‘Bi-Partisan Legislation Aims to Restore Integrity to Corporate Bankruptcy’

By Cliff White1

Last week, Justin Ellis of MoloLamken LLP wrote an excellent analysis in this space on the recently decided Multi-Color Corp. bankruptcy venue decision.2 In his opinion, Bankruptcy Judge Michael Kaplan approved venue in the district of New Jersey based solely on a bank account opened in the name of a shell affiliate funded on the eve of filing. None of the 56 debtors had any other known connections with New Jersey. Judge Kaplan agreed with creditors and the U.S. Trustee that the debtors manufactured their own venue and that did not “sit right” with the judge either.
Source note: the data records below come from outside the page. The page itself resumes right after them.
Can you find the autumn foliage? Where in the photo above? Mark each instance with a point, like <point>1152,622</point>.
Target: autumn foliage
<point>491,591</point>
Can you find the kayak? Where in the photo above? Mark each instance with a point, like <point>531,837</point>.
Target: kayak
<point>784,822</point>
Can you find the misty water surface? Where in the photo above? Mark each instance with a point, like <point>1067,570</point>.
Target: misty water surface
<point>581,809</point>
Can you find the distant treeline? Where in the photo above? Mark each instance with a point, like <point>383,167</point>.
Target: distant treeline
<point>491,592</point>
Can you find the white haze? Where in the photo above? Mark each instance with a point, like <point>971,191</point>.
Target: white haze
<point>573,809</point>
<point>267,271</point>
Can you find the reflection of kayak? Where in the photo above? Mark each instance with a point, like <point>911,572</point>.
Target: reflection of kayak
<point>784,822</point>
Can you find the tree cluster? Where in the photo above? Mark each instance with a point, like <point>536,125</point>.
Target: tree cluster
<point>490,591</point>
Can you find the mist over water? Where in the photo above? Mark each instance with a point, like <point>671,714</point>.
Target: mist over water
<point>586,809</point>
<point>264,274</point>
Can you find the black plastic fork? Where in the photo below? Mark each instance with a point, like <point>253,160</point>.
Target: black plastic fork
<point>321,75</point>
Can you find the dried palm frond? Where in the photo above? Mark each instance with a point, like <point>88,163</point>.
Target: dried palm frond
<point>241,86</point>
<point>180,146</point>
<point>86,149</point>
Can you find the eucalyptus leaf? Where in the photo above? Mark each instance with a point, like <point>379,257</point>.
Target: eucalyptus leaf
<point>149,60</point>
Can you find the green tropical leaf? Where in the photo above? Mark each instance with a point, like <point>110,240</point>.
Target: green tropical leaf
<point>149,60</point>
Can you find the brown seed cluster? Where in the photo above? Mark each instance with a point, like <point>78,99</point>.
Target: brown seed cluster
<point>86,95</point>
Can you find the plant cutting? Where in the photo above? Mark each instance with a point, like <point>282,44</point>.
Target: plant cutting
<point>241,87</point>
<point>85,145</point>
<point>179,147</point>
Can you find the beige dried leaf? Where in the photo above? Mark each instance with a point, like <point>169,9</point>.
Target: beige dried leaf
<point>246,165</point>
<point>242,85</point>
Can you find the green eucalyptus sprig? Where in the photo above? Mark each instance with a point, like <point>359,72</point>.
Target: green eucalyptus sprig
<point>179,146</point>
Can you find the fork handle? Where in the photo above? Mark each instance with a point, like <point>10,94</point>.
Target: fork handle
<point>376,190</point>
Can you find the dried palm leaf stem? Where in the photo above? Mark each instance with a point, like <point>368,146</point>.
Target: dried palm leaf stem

But the judge concluded only Congress can fix the problem.

In throwing in the towel on trying to police cynical manipulation of the law, Judge Kaplan put the definitive exclamation point on the demise of bankruptcy venue statutes. Loopholes have swallowed the statute. As seen in such infamous cases as Sorrento Pharmaceuticals (S.D. Tex.),3 Sysorex Government Services (S.D.N.Y.),4 and many others, a handful of big-case chapter 11 lawyers can select their judge and district by opening a bank account (even just by paying a lawyer’s retainer in the favored jurisdiction), incorporating an affiliate at the last minute, opening a post office box, or engaging in countless other shenanigans.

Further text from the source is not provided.